According to the C standard, the size of the long must be at least 32 bits and the size of the int and short must be at least 16 bits but the size of the short must be no longer than the int.
//C built-in types arranged in size (bytes) sizeof(short) <= sizeof(int) <= sizeof(long) <= sizeof(long long) (only C99)
You can resolve the problem by creating a header file, where you can create a fixed-width integer type using the typedef and original built-in data type. In the project, you need to include this created header file in all source files (.c)
But the problem with this handmade header file is that it can not be universal. There are two important reasons, first, it uses some made-up name, which is not standardized in the same sense as the built-in type is. And second definition is only correct for the specific processor and specific compiler.
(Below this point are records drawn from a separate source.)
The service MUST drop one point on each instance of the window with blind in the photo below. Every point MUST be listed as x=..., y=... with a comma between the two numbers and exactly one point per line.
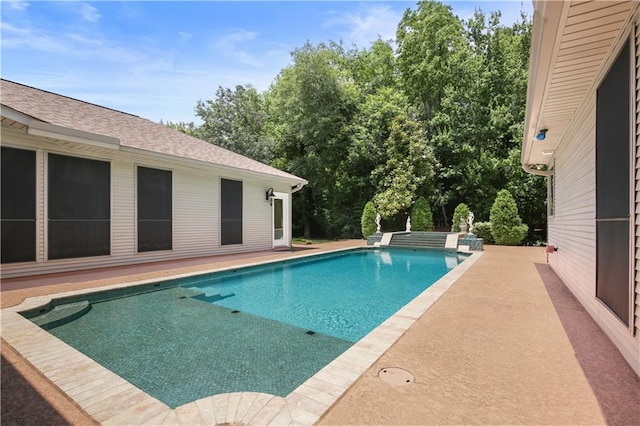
x=155, y=217
x=613, y=176
x=18, y=205
x=79, y=207
x=230, y=212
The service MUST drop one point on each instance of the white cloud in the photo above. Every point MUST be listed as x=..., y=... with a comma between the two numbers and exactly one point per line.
x=18, y=5
x=88, y=12
x=14, y=37
x=362, y=27
x=231, y=46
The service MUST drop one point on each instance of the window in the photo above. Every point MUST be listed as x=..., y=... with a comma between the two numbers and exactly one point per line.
x=154, y=210
x=79, y=207
x=613, y=176
x=231, y=212
x=18, y=205
x=552, y=189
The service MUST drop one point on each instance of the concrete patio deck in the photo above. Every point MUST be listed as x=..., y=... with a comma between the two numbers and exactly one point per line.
x=506, y=344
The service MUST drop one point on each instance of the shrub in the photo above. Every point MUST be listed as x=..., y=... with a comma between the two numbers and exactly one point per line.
x=483, y=230
x=506, y=226
x=421, y=216
x=368, y=220
x=461, y=211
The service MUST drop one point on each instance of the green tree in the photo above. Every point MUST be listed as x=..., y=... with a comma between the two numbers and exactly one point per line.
x=483, y=230
x=461, y=212
x=506, y=226
x=368, y=220
x=311, y=105
x=428, y=39
x=421, y=216
x=187, y=128
x=235, y=119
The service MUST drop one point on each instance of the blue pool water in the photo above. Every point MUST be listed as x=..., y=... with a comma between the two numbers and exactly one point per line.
x=343, y=296
x=246, y=329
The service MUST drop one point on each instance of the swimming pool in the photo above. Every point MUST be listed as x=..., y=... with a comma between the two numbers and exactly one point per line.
x=218, y=346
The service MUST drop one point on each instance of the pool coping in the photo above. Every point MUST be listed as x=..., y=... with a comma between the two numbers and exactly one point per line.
x=110, y=399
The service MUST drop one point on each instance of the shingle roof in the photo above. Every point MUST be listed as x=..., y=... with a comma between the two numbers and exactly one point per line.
x=131, y=130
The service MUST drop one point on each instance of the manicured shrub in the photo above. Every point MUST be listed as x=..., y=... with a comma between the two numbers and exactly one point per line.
x=421, y=216
x=368, y=220
x=506, y=226
x=483, y=230
x=461, y=211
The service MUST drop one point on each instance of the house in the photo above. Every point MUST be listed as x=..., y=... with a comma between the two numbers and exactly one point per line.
x=582, y=131
x=84, y=186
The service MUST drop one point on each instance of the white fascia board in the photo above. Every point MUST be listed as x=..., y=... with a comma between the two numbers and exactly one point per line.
x=545, y=39
x=39, y=128
x=14, y=115
x=296, y=181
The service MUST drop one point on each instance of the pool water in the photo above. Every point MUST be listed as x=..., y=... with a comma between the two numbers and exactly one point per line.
x=261, y=329
x=343, y=296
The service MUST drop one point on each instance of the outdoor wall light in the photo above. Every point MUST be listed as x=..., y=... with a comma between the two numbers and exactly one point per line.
x=542, y=134
x=270, y=196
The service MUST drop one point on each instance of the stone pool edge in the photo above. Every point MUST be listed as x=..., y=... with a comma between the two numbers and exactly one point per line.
x=110, y=399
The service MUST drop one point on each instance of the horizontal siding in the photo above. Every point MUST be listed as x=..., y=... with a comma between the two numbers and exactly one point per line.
x=196, y=208
x=573, y=227
x=122, y=208
x=636, y=306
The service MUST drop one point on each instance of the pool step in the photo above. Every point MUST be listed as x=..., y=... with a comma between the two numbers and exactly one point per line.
x=419, y=239
x=62, y=314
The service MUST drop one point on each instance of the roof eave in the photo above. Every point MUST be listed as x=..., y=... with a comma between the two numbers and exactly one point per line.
x=547, y=21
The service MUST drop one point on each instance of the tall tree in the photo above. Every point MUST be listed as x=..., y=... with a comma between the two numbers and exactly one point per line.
x=311, y=105
x=235, y=120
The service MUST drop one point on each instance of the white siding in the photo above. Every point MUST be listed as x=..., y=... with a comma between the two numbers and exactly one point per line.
x=637, y=177
x=573, y=228
x=196, y=208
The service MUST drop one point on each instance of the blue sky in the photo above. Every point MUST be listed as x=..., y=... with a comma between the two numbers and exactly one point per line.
x=157, y=59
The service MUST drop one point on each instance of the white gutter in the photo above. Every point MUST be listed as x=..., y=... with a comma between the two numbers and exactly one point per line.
x=547, y=16
x=39, y=128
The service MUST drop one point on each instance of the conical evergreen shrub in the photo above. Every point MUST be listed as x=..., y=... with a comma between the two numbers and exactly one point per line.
x=506, y=226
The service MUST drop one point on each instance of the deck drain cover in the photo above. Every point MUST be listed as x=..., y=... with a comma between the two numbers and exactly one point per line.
x=396, y=376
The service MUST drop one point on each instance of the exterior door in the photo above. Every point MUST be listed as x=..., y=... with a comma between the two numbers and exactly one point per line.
x=281, y=222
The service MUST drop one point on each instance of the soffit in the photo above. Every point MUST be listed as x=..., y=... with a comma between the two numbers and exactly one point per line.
x=570, y=43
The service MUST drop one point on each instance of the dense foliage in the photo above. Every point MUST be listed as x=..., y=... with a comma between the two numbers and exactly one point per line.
x=506, y=226
x=459, y=214
x=483, y=230
x=439, y=117
x=368, y=220
x=421, y=216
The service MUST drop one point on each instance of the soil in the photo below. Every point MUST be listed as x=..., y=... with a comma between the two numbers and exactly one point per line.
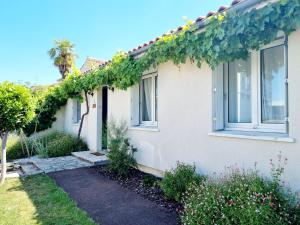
x=136, y=180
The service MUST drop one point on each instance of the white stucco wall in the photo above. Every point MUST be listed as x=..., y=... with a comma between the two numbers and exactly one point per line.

So to resolve this problem the C standard introduces a new <stdint.h> header file in the C99 standard. For the embedded software developer <stdint.h> header file is the most valuable feature introduced in the C99 standard.
As you can see, the file uses the typedefs to define the fixed width integer types. According to the updated standard, this required set of typedefs (along with some others) is to be defined by compiler vendors and included in the new header file stdint.h . Let’s see some newly defined fixed-width integer types,
| Size | Signed | Unsigned |
| 8-bit: | int8_t | uint8_t |
| 16-bit: | int16_t | uint16_t |
| 32-bit: | int32_t | uint32_t |
| 64-bit: | int64_t | uint64_t |
#include <stdio.h>
#include <stdint.h>
int main()
{
//signed
printf("sizeof(int8_t) = %zu\n", sizeof(int8_t));
printf("sizeof(int16_t) = %zu\n", sizeof(int16_t));
printf("sizeof(int32_t)) = %zu\n", sizeof(int32_t));
printf("sizeof(int64_t) = %zu\n", sizeof(int64_t));
//unsigned
printf("sizeof(uint8_t) = %zu\n", sizeof(uint8_t));
printf("sizeof(uint16_t) = %zu\n", sizeof(uint16_t));
printf("sizeof(uint32_t) = %zu\n", sizeof(uint32_t));
printf("sizeof(uint64_t) = %zu\n", sizeof(uint64_t));
return 0;
}
Output:
Let’s discuss some important concepts related to the integer. I have already written an article on signed vs unsigned integer. If you want you can read this article.
Scenario 1:
When you will compile the below code on a 32-bit machine, the program will work fine and you will get the expected result.
#include <stdio.h>
#include <stdint.h>
int main()
{
uint16_t a = 40000;
uint16_t b = 50000;
uint32_t c = a + b;
printf("%u\n",c);
return 0;
}
Output:
Now running the same code on a 16-bit machine where standard int is 16-bit wide.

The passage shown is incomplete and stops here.